RAMALLAH, West Bank Palestinian President Mahmoud Abbas on Wednesday accused Israel of hampering preparations for a U.S.-hosted Mideast conference and warned U.S. Secretary of State Condoleezza Rice that time is quickly running out for writing a joint peace document with Israel.
The Palestinians have made such a document, which would address the key issues of the conflict, a requirement for attending the conference, to be held in November or December in Annapolis, Md.
Abbas spoke as Rice was wrapping up four days of shuttle diplomacy meant to lay the groundwork for the conference. It wasn't clear whether Abbas' noticeably harsher tone toward Israel on Wednesday was a sign of a brewing crisis, or a negotiating tactic.
Referring to recent Israeli actions, including army raids and a decision to renew excavations near a key Jerusalem holy site, Abbas said: "These actions ... are hindering the endeavor to reach a document with substance, to go to the conference."
Abbas warned that little time is left to prepare for the conference. "Efforts should be extensive," he said. "We must not waste time."
Abbas aides said Rice is to return in early November.
Rice did not comment publicly after the meeting, her second with the Palestinian leader in three days.
Rice had started her day with a visit to Jesus' traditional birthplace in the West Bank town of Bethlehem. Rice, the daughter and granddaughter of Presbyterian ministers, lit a candle in the grotto and paused for prayer.
"Being here at the birthplace of my Lord and Savior, Jesus Christ, has been a very special and moving experience," said Rice. "It is also, I think, a personal reminder that the prince of peace is still with us."
She said the three monotheistic religions of the Holy Land, Judaism, Christianity and Islam, "have an opportunity to overcome differences, to put aside grievances, to make religion a power of healing and a power of reconciliation, rather than a power of divisions."
In Bethlehem, Rice got a firsthand look at Israel's contentious West Bank separation barrier, which lines the town on two sides.

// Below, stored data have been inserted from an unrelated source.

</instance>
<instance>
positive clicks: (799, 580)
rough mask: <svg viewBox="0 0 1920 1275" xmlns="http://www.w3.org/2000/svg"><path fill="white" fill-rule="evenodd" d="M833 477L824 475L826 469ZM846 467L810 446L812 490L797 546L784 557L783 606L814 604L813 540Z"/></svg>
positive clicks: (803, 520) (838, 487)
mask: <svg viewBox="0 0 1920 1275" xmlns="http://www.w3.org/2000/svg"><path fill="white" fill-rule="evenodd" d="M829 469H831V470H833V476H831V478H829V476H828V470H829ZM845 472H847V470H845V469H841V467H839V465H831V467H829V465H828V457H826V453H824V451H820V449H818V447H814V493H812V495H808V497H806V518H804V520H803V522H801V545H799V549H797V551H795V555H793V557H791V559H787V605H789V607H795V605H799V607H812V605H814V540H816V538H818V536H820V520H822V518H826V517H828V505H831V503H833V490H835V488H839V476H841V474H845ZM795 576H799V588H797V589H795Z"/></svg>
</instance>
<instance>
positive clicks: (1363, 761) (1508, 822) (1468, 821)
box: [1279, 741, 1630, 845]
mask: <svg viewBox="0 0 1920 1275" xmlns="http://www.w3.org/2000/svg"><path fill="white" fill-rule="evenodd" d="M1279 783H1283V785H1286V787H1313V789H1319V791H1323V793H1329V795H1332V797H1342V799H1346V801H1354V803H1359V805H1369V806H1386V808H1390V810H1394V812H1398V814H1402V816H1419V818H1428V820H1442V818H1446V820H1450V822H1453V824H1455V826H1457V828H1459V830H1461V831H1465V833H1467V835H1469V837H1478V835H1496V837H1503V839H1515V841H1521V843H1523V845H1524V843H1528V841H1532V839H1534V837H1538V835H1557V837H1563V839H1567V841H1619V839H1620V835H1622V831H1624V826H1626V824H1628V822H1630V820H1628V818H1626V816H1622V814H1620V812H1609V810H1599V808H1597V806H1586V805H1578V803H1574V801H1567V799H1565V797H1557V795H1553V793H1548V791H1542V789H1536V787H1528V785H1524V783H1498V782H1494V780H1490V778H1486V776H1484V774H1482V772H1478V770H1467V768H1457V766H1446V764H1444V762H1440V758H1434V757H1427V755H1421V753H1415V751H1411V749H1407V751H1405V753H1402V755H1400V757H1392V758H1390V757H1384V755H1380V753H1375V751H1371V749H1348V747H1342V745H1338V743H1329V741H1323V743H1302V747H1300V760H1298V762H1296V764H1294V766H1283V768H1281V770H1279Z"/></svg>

Her convoy passed twice through a gate in the towering wall that cuts off Bethlehem from Jerusalem. Also, the hotel where she met civic leaders was just a few yards from the wall and an Israeli watchtower.
Israel started building the West Bank barrier in 2002, initially portraying it as a temporary defense against Palestinian attackers who have killed hundreds of Israelis in recent years. However, the barrier's meandering route and massive cost suggest it could be used as the basis for a future border.
Bethlehem residents need difficult-to-obtain permits to cross into Jerusalem, and long lines often form during rush hour.
Rice left Bethlehem after about three hours, then headed to the West Bank town of Ramallah, for talks with Abbas. Later Wednesday, she was meeting with Israeli Prime Minister Ehud Olmert and other Israeli officials.
Israeli and Palestinian negotiators are trying to write a joint document of principles that would guide future peace talks. Tensions arose earlier in the week when Olmert said such a document is not a prerequisite for the Annapolis conference.
The Palestinians insist on such a document, even if it contains only a sentence or two about the core issues, such as the fate of disputed Jerusalem, borders, Israeli settlements in the West Bank and Palestinian refugees. They want the conference to relaunch peace talks, and seek an internationally backed deadline for reaching a peace agreement.
The U.S. appears to favor the idea of a document, but has been cool to the notion of a timeline.
The U.S. has not set a date yet or issued invitations but hopes key Arab states, including Egypt, Jordan and Saudi Arabia, will attend. Arab leaders have said that before accepting an invitation, they want to be sure the conference deals with substance.
A senior Abbas aide, Nabil Abu Rdeneh, said Wednesday the gaps between the Israeli and Palestinian positions remain wide, and that "the credibility of the U.S. administration depends on the pressure that it is willing to exert on Israel."
Abbas harshly criticized Israel. "There is continuous Israeli aggression while our security forces are trying to impose law and order," he said, but it was not clear whether he was referring to a specific incident. On Tuesday, Israeli troops killed a 70-year-old Palestinian man in a raid in the West Bank city of Nablus.
Another Abbas aide, Ahmed Abdel Rahman, said the Palestinian president told Rice that Israel should release 2,000 Palestinian prisoners as a gesture at the time of the conference. More than 11,000 Palestinians are held in Israel on security-related charges.
Israeli Foreign Ministry spokesman Mark Regev acknowledged that gaps exist between Israeli and Palestinian negotiators.
"What is required is serious work and we are committed to that," he said. "Ignoring that gap is to ignore reality and a successful peace process cannot be based on ignoring reality."